In veterinary research, the visual analog scale (VAS) is commonly used for owner assessment of an animal’s pain. The VAS is a 100-mm line with “no pain” designated as the left end point and “worst possible pain” as the right. This study assessed the validity and reliability of the VAS when used by untrained owners. The dogs used in the study were part of an unrelated clinical trial of 2 new pain treatments using a negative control (placebo) and positive control (carprofen). Only the dogs in these 2 control groups from the clinical trial were used for purposes of this study. Owners evaluated their dogs 4 weeks prior to treatment, at the start of treatment, at weeks 4 and 8 of treatment with carprofen or placebo, and 4 weeks after cessation of treatment (week 12). The VAS was a poor tool for untrained owners because they could not recognize their dogs’ behavior as signs of pain. It was found that owners learned to use the VAS only after discontinuing an effective pain treatment and noting the return of clinical signs.

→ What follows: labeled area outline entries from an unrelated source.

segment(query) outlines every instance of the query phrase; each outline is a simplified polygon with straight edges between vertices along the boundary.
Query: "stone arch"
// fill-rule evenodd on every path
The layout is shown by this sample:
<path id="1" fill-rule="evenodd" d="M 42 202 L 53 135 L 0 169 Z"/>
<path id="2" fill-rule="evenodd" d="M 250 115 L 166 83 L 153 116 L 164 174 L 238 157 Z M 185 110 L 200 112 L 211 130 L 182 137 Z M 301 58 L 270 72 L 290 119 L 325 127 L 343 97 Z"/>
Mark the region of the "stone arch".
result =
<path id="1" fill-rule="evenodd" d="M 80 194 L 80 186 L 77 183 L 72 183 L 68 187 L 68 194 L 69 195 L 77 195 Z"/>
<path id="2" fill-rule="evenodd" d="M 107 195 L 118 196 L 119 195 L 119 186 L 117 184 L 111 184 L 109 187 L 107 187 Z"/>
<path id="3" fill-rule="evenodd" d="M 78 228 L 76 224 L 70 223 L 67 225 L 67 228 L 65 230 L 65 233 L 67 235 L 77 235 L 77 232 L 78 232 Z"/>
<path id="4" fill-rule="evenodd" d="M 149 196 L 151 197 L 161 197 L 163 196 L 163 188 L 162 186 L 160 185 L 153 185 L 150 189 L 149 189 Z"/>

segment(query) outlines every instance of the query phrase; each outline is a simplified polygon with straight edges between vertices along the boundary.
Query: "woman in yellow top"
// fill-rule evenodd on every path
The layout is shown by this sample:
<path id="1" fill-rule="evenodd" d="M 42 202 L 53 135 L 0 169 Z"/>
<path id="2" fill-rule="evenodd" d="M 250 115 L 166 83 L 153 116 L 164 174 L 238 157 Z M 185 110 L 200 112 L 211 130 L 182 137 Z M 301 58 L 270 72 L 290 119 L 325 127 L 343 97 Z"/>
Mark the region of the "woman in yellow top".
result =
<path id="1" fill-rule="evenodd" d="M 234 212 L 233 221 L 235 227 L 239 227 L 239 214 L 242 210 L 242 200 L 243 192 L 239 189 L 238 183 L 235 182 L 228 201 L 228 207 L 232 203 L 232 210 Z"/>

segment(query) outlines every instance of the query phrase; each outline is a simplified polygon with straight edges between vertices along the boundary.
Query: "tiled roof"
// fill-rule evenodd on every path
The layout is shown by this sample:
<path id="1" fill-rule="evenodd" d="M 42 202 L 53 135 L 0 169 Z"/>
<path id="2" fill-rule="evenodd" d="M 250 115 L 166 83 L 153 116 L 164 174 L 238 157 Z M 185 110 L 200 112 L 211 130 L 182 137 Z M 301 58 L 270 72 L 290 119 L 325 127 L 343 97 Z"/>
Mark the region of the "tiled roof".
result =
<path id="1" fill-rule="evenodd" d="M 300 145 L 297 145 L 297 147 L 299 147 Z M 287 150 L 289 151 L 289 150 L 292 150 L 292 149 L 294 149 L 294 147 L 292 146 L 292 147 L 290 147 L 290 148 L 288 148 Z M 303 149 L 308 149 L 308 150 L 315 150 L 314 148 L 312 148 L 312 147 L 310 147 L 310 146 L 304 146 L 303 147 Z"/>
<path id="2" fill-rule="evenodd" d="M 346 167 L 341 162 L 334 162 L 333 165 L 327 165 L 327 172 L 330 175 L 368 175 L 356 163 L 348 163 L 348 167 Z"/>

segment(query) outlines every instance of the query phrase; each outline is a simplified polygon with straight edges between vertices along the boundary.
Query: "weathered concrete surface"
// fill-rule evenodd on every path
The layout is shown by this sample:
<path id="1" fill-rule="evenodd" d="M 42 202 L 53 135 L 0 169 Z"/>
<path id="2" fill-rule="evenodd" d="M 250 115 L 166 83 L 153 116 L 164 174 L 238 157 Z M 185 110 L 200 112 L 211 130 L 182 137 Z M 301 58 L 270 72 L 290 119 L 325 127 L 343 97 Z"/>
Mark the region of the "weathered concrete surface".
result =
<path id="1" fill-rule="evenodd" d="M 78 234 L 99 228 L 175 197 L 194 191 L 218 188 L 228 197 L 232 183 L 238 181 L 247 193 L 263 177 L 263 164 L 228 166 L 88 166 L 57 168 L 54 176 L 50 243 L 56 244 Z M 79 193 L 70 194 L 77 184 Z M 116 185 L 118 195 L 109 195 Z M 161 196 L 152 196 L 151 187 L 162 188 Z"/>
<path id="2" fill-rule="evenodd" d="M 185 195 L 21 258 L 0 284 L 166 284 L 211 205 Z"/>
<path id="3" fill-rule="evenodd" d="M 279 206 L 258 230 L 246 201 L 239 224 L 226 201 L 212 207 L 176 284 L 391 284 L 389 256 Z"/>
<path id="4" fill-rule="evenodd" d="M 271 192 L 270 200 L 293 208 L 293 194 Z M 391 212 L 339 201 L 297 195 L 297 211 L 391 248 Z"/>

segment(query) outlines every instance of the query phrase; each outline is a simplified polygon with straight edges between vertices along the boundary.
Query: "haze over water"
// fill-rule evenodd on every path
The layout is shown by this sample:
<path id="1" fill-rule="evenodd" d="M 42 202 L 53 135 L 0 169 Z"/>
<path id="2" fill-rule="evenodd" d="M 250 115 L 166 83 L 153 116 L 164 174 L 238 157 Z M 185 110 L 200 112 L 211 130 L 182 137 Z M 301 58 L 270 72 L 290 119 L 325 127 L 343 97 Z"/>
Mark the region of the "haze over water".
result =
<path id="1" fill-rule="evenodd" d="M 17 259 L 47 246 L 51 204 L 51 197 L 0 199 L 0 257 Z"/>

Commentary: The VAS has been a cornerstone for researchers in evaluating pain control products for dogs. This study indicates that pet owners cannot reliably use this method unless they have been trained to recognize signs of pain in their dogs. On a more clinical note, the fact that pet owners didn’t recognize the signs of pain in their dogs is a concern because pain may go undiagnosed and unmanaged in many patients.—Patricia Thomblison, DVM, MS
Reliability and validity of a visual analogue scale used by owners to measure chronic pain attributable to osteoarthritis in their dogs. Hielm-Björkman AK, Kapatkin AS, Rita HJ. AM J VET RES 72:601-607, 2011.